How to Benchmark LLM Inference Performance: TTFT, ITL, and Throughput Metrics

Practical guide to LLM performance benchmarking with accurate metrics. Covers TTFT, ITL, throughput testing, and includes tool comparison (vLLM, TensorRT-LLM) plus real examples using llmperf-rs

Wayne Lau

December 15, 2025 · 8 min read

When deploying large language models to production, measuring performance accurately is critical. Whether you’re using vLLM, SGLang, TensorRT-LLM, or a custom inference stack, you need to understand:

Throughput testing: How many requests per second can your system handle?
Latency metrics: Time to First Token (TTFT), Inter-Token Latency (ITL), and end-to-end latency
Token generation speed: Tokens per second under different concurrency levels
Tail latency: P95 and P99 values that affect user experience

In this post, I’ll walk through the key metrics for benchmarking language models and share why I built llmperf-rs, a Rust-based benchmarking tool that takes a different approach to measuring these metrics.

The Problem with Existing Tools #

While working with ray-project/llmperf, which is now in archive mode, I noticed that Inter-Token Latency (ITL) was calculated by averaging per-request first, then aggregating those averages. This approach works well for many use cases, but I needed to preserve individual latency spikes during testing.

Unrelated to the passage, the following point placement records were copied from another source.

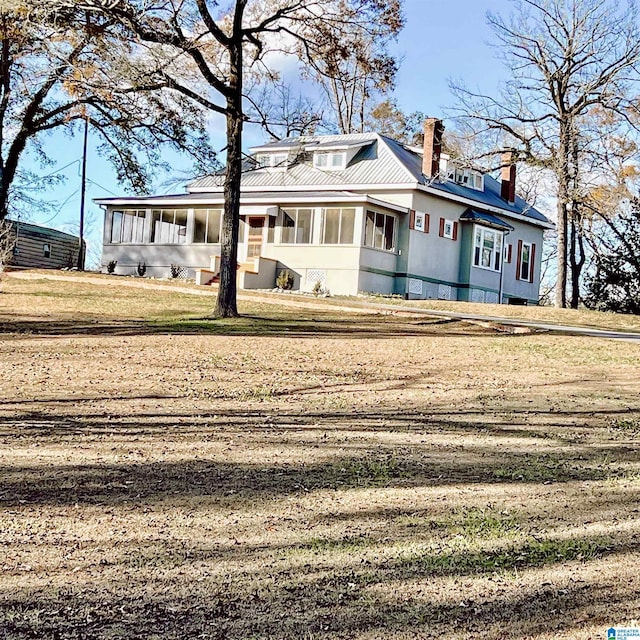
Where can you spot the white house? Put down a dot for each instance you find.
(349, 213)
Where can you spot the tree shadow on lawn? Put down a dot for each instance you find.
(211, 481)
(365, 597)
(322, 324)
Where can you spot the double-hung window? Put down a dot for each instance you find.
(296, 226)
(487, 248)
(169, 226)
(380, 231)
(526, 259)
(127, 226)
(332, 161)
(207, 224)
(337, 226)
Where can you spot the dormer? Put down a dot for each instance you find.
(451, 171)
(272, 160)
(273, 157)
(335, 156)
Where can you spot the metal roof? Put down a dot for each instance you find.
(248, 198)
(374, 164)
(486, 218)
(380, 163)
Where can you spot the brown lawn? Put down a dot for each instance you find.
(307, 473)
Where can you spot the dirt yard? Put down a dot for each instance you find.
(308, 473)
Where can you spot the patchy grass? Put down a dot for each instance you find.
(307, 473)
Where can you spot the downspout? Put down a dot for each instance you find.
(504, 246)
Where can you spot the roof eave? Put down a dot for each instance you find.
(487, 207)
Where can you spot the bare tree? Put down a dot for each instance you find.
(208, 56)
(356, 68)
(388, 119)
(7, 242)
(567, 59)
(60, 66)
(281, 112)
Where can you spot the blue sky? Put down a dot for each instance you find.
(441, 41)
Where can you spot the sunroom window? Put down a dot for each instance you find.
(296, 226)
(169, 226)
(487, 248)
(207, 224)
(380, 231)
(127, 226)
(337, 226)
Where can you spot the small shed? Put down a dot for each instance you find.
(44, 248)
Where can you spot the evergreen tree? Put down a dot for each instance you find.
(614, 283)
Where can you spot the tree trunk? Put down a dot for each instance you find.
(226, 304)
(577, 256)
(562, 173)
(8, 171)
(561, 285)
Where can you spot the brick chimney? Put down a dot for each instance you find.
(508, 174)
(433, 130)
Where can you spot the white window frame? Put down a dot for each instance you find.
(272, 160)
(529, 276)
(175, 236)
(135, 236)
(465, 177)
(447, 229)
(206, 224)
(496, 252)
(340, 223)
(291, 212)
(330, 160)
(372, 243)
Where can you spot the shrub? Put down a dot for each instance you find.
(176, 271)
(285, 280)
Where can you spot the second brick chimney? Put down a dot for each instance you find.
(433, 130)
(508, 175)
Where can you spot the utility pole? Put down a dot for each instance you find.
(83, 188)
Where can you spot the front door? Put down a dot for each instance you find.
(254, 240)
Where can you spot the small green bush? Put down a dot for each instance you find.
(285, 280)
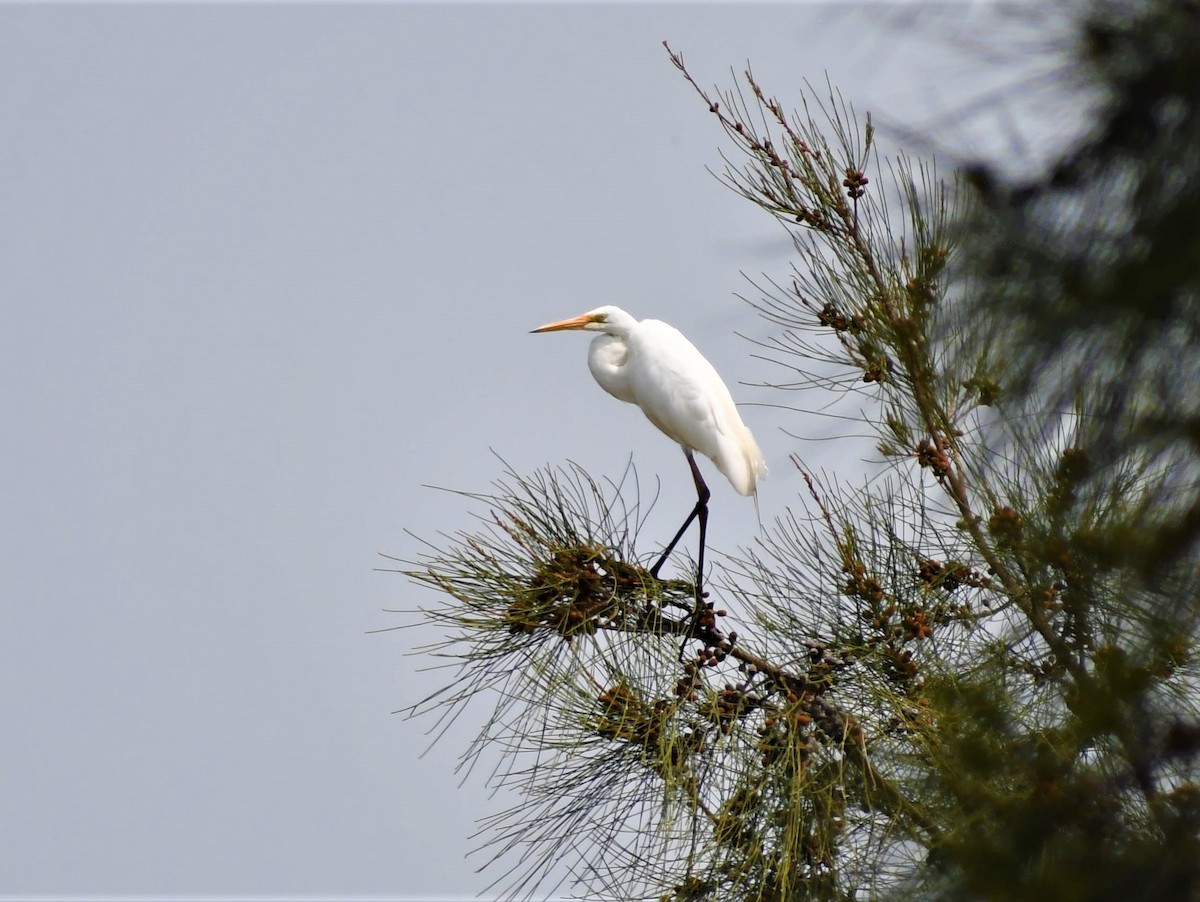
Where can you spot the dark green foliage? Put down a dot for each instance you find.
(972, 677)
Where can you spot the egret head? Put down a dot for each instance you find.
(603, 319)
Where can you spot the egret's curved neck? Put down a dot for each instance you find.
(606, 360)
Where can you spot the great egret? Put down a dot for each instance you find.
(649, 364)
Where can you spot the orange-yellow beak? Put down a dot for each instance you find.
(564, 324)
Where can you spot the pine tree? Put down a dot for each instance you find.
(975, 675)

Another library is genai-perf. I have no issue with this, it was a very in-depth tool. My only problem was not being able to run it on Ubuntu 22.04, and required using a docker container just to run this tool. Installing from source might have worked, but I didn’t explore this further.

Edit: As of updating this article (15 Apr 2026), it seems that they sunsetted genai-perf and created aiperf

I have not tried aiperf personally, but it definitely looks very comprehensive.

vllm-bench is also a good option, but it requires installing vllm.

The goal was to build a simple binary that can run almost anywhere (I have not figured out musl-linux yet), and did not require too many dependencies. It was also a learning project.

Motivation #

The starting idea was the original LLMPerf, where I found an issue with how they aggregate ITLs. I also found that the time taken to spin up an environment and start a job was very long, because they had to spawn ray workers. My goal for this project is simple, I want to start an LLM benchmark as fast as possible.

Metrics #

This is a summary of the documentation

Time To First Token (TTFT) #

TTFT measures how quickly the model begins responding after receiving your request. For interactive applications, this is the perceived latency before the user sees any output. It is also important for RAG-based applications where a large chunk of processing is happening at the prefill stage.

$$ \text{TTFT} = \text{first\_token\_timestamp} - \text{request\_start\_timestamp} $$

Lower is better.

Inter-Token Latency (ITL) #

ITL is the time between consecutive tokens during generation. Spikes can result from multiple issues, most commonly network issues. ITL is usually consistent due to how KV caches and the computation works.

When testing against vLLM, I noticed that high ITL spikes happen when you attempt to benchmark close to the context limit. I suspect this is due to vLLM’s eviction of requests if they exceed the kv-cache size.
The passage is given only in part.